Narcissistic and Entitled?

Submitted by ub on

No one looks the way I do.
I have noticed that it’s true.
No one walks the way I walk.
No one talks the way I talk.
No one plays the way I play.
No one says the things I say.
I am special.
I am me.

Gen Y members were born between 1978 and 1997 and grew up singing that nursery song. Today many parents and psychologists wonder if songs like that were not big mistakes.

In the 1980s world of child rearing, the catchword was “self-esteem.” Unconditional love and being valued “just because you’re you!” was the prevailing philosophy. In practice, it involved constantly praising children, not criticizing them under any circumstances, emphasizing feelings, and not recognizing one child’s achievements as superior to another’s. At the end of a season, every player “won” a trophy. Instead of just one “student of the month,” schools named dozens. Teachers inflated grades from kindergarten through college: “C” became the new “F.” No one ever had to repeat a grade because staying behind caused poor self-esteem.

The result of these child-rearing practices has been a measurable increase in narcissism and a generation that has a deeply embedded sense of entitlement. OK - Now what?

Therapists who work with troubled teens often talk about their sense of entitlement as a major hurdle in the struggle to help them. Teens feel entitled to their life-styles, no matter how self-destructive. If a parent reared her child with the attitude “I don’t want to interrupt his happiness for even one moment,” the teen will have a hard time establishing the discipline and willpower necessary to work through addictions and behaviors such as alcoholism, substance abuse, promiscuous sex, mismanagement of anger, compulsive shopping, and so forth.

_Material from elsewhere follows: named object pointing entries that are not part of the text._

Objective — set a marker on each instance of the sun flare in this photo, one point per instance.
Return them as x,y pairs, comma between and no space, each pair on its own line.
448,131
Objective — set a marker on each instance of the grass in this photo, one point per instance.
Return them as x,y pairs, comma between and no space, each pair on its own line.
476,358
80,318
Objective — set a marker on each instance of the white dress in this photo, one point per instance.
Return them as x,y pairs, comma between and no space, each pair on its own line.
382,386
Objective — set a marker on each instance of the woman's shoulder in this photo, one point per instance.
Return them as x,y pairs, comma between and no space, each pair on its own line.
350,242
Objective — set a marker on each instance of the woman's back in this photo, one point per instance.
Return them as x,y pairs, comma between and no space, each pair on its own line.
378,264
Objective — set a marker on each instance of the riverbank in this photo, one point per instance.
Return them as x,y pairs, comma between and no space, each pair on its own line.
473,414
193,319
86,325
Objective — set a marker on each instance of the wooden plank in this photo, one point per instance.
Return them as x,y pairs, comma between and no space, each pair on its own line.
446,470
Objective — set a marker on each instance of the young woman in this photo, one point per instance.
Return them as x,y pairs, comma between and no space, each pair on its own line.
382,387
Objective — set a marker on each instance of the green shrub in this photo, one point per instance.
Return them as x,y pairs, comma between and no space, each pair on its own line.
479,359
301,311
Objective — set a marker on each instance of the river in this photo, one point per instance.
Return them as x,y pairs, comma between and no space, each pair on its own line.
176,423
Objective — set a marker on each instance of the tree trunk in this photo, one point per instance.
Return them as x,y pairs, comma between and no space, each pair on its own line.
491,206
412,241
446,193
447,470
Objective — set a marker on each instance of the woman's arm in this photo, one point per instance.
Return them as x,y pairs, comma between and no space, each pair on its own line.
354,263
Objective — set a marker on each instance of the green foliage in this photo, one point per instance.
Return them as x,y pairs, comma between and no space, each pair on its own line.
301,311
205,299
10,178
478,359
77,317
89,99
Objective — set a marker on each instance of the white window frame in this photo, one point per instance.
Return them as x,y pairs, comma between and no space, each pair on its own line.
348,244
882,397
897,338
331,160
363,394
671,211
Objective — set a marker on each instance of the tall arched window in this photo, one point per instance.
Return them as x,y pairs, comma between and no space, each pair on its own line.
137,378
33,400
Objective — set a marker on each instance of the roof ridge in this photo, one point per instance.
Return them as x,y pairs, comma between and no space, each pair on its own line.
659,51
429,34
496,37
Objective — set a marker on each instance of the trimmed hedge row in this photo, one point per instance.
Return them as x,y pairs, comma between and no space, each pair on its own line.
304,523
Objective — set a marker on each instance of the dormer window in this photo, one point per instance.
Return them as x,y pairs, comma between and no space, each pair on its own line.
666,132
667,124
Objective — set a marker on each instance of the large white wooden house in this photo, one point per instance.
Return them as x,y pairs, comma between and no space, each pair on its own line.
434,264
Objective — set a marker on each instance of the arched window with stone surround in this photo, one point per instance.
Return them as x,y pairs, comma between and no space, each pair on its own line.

The advice from experts is for parents to “toughen up” by following some general guidelines:

Put limits on spending by giving your teen an allowance. When it’s gone, there’s no more until next time.
Let your teen face the natural consequences of his behavior. If he bangs up your car, let him pay for it.
Teach your child to apologize to others, to understand their point of view, and otherwise demonstrate “emotional intelligence.”

Watch how you use praise. The late prominent educator John Holt warned parents that praising a child is a massage to parental egos: building up the child becomes a form of building up yourself. Give specific praise for a specific piece of work or action. For example, tell the child, “You did a great job on that picture,” and not “You’re a great artist.” Don’t use praise to manipulate as in “You’re so brilliant, you could be a doctor.”
Let children earn self-esteem from working hard and achieving in a real way. The bad news is that most Gen Y parents will NOT be able do these things.